Visualizing the Change
When your goal is to describe a vision for the future, information is not enough. People are up to their necks in information. What they need is a way to imagine their life after the change, and compare it with their life today. That’s why it’s called a “vision” and not a “plan.” Managers get frustrated when employees say their company has no vision. “Of course, we have a vision,” the manager sputters. “It’s to be a $5 billion company in five years!” That’s not a vision. It’s a plan. A vision is an image, a picture, a clear illustration of a desired end state. When Microsoft began, the company’s vision was “a computer on every desktop and in every home.” Now that’s an outcome everyone can visualize.

Innovation requires change, and change is unsettling. But if you can lead people from the current state to the desired state using a simple story, they can more easily visualize themselves playing a role. And if you give them a clear illustration of the happily-ever-after moment, they’ll carry it in their minds as they forge onward. Where there’s a way, there’s a will. A clearly articulated story inspires people to volunteer for a mission instead of waiting for orders.

Getting Across the Swamp
The final challenge in selling into an organization is to shepherd the concept through the “valley of death.” This is the treacherous swamp between the original vision and it’s commercial deployment, where many a promising idea has met its untimely end. Ideas are fragile. They can be trampled by a word, a glance, or a noncommittal shrug. The job of the shepherd is to shield the idea until it becomes strong enough to fend for itself.

One way to deflect the sticks and stones of naysayers is through a deft use of metrics. When you can counter doubts with concrete numbers, you’ll find it has a calming effect on people’s nerves. Conventional wisdom says that innovation can’t be measured. But that’s only true if you believe measurement must have an exact value. A more practical approach is to look for “quantified uncertainty reduction,” a handrail for the faint of heart. The Bayes Theorem is one such approach. It’s a mathematical formula that expresses how a belief should change to account for new evidence. While Bayes and other formulas are guesses, they can remove enough doubt to make room for courage.

Another way to keep the black-hatters at bay is to find a powerful sponsor.

The leaders of any group usually aren’t the innovators. But they can be extremely influential in shifting the norms of the group. In the words of social psychologist Deborah Prentice, “leaders are high-status super-conformists, embodying the group’s most typical characteristics or aspirations.” They’re in a good position to support an innovative concept if they can see its value to the goals they’ve set.

Designing the Way Forward
In one of my earlier books, The Designful Company, I made the case that leaders and designers share the same DNA. Design, in its broadest sense, is the process of changing an existing situation into a better one. The same can be said of leadership. Therefore, one of the greatest roles a marketer can play is to orchestrate ways for designers to work more closely with leaders to help visualize the company’s future.

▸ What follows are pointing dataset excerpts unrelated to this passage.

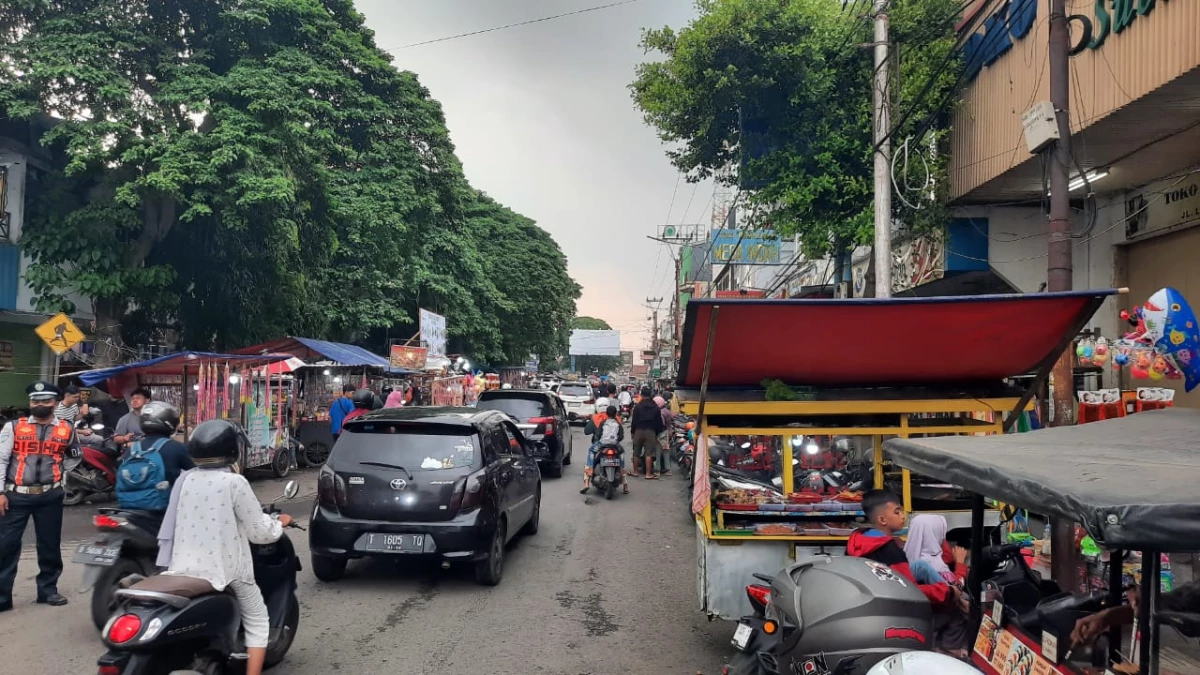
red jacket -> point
(875, 545)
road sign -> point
(60, 333)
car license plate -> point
(396, 543)
(96, 554)
(742, 635)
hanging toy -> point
(1102, 354)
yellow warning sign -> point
(60, 333)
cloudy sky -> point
(543, 120)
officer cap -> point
(42, 390)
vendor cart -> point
(1129, 482)
(204, 386)
(796, 398)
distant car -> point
(579, 399)
(455, 484)
(541, 417)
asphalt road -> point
(604, 587)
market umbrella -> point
(1173, 329)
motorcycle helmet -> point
(922, 663)
(160, 417)
(216, 442)
(364, 399)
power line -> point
(519, 24)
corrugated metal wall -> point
(1155, 49)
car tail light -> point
(107, 521)
(546, 422)
(330, 489)
(124, 628)
(468, 491)
(759, 595)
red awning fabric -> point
(865, 342)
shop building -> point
(1135, 124)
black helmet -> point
(364, 399)
(160, 417)
(216, 442)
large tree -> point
(783, 90)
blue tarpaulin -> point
(172, 364)
(310, 348)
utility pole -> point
(1060, 268)
(882, 155)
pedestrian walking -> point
(646, 424)
(31, 454)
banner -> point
(409, 358)
(433, 333)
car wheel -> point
(490, 569)
(531, 527)
(328, 568)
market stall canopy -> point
(173, 364)
(888, 342)
(310, 348)
(1131, 481)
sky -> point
(543, 120)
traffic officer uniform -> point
(31, 454)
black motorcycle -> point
(606, 469)
(168, 622)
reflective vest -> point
(35, 461)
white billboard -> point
(433, 333)
(595, 344)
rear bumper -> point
(465, 537)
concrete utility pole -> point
(1060, 267)
(882, 155)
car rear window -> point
(516, 405)
(413, 447)
(575, 390)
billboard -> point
(433, 333)
(745, 246)
(595, 344)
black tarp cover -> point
(1133, 482)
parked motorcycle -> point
(95, 472)
(178, 623)
(606, 470)
(125, 547)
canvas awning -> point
(174, 364)
(1131, 481)
(893, 342)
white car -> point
(579, 399)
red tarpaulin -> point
(903, 341)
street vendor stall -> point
(327, 366)
(1129, 482)
(795, 399)
(204, 386)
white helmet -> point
(922, 663)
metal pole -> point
(882, 156)
(1059, 273)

Great ideas don’t become innovations overnight. They require visualizing, nurturing, refining, protecting, proving, improving, and selling in. Even modest ideas—for writing a great app, making a taut documentary, designing a new product, creating an iconic ad campaign—must go through the same stages. Lawrence Summers, a former president of Harvard University, said that a good rule in life is “things take longer to happen than you think they will, and then happen faster than you thought they could.”

To me, launching an innovation is like giving birth: it’s painful, it seems to last forever, and afterwards you don’t get much sleep. Of course, as a guy, I’ll never know for sure. I can only imagine that giving birth is like launching an innovation: you wonder what you were thinking, you wish you’d never started, and when it’s over you feel very proud.